Here is the list of views we can provide with fields:

  • list edit view – used when adding field to list or when editing field in list design view,
  • edit view – used with list items when user wants to edit data,
  • list view – used when field is shown in list,
  • details view – used when field is shown in list item details view,
  • designer view – used when field is shown in designer (SharePoint Designer by example).

I will show you how to create your custom fields in next entry of this serie.

Content Types

There are many good things in OO and some of these good things are adopted to SharePoint’s dynamic world. SharePoint has Content Types. Content Type is site wide type that is usable in different lists. Content Types are made up of Site Columns. Site Columns are columns that are defined separately from lists and list templates. It is possible to use Site Columns with Content Types and also with existing lists.

By example, we can define Content Type called Contract and bind it to different document libraries. This Content Type defines all the fields we need to make some list item or document to be Contract. When inserting new Contract to list or when editing some existing Contract, SharePoint shows on editing form only the fields that are defined for Contract.

SharePoint content typesContent Types are hierarchycal in SharePoint and they also represent Content Type inheritance. Base Content Type is called System and no custom Content Types may inherit from it. When defining custom Content Type we have to take some Content Type as a base and extend it. Usually it is Item or Document.

When comparing to OO the Content Types are somehow comparable to interfaces. They can be inherited from each other and each list can implement more than one Content Type.

Content Type Id-s

There is one crucial thing related to Content Types – their ID-s. Content Type ID is not GUID like other objects have. It is mix of different GUID-s and it contains also all the inheritance information. All GUID-s that Content Type contains are separated by 00. If ContentType doesn’t contain 00 it is one of the system Content Types.

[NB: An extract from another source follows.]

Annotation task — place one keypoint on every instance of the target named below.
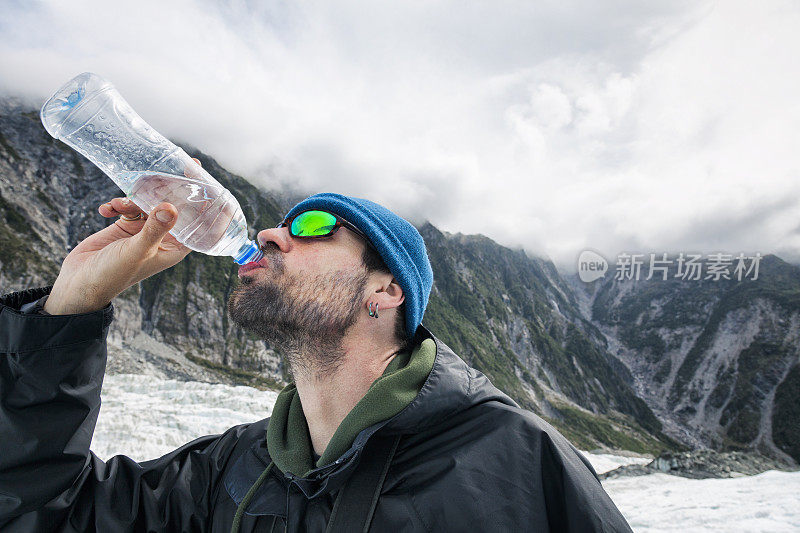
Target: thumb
(157, 225)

When Content Type is applied to list then there will be new Content Type with new ID. If you need to know what is the exact Content Type then you should ask the parent Content Type from SharePoint API. Why such a mess?

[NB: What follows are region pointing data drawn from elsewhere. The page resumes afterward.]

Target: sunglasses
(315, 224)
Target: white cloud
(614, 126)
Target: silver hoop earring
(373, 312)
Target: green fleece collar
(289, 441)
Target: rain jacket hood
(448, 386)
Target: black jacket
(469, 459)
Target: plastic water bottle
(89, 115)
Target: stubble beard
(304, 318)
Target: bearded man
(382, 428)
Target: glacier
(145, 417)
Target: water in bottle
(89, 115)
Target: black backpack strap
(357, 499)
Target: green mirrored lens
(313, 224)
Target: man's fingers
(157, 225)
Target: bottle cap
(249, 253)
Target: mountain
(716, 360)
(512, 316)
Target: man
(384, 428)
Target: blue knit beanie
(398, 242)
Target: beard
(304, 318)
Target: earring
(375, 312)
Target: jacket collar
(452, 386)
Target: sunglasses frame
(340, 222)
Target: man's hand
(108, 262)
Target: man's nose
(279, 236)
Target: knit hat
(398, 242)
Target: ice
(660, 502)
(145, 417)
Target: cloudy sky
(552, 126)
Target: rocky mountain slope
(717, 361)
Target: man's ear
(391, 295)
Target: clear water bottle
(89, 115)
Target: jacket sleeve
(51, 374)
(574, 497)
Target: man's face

Think about how Content Types work and you understand that it is not mess at all. Users can change also Content Types that are already applied to some lists. And if user doesn’t want to reflect changes made to Content Type to lists then there will be two different set of same content type. Somehow we need a way to keep original and applied Content Type separated because they mey be different.

Now you should have some overview of SharePoint data structures and you also know how these things are built up on logical level.

Gunnar Peipman

Gunnar Peipman is ASP.NET, Azure and SharePoint fan, Estonian Microsoft user group leader, blogger, conference speaker, teacher, and tech maniac. Since 2008 he is Microsoft MVP specialized on ASP.NET.

    9 thoughts on “Introduction to SharePoint Data Structures

    • September 21, 2008 at 5:03 am

      Thx for nice article and I hope you will cover more about SharePoint Object Model later.

    • September 21, 2008 at 10:22 am

      Great article! Keep it going :)

    • September 21, 2008 at 10:28 am

      Thanks for feedback and good wishes :)

      Next post in this serie will introduce first code too. I am preparing code samples now and trying to also illustrate how to write readable code.

    • September 21, 2008 at 8:34 pm

      Thanks for this post. It would be better to have more detailed explanation. The programming context as related to application developement should be more clear.

    • September 22, 2008 at 7:08 am

      Thanks for your feedback Pradeep. Technical stuff is on the way. Next entry will show you the code and is therefore lengthy one :)

    • September 23, 2008 at 2:13 am

      Thank you for your feedback Randy :)

    • July 3, 2009 at 9:14 am

      Good article.. Nice and simple explanation:) I used this article when i started learning SharePoint. Now just came back after 7 months to say Thanks.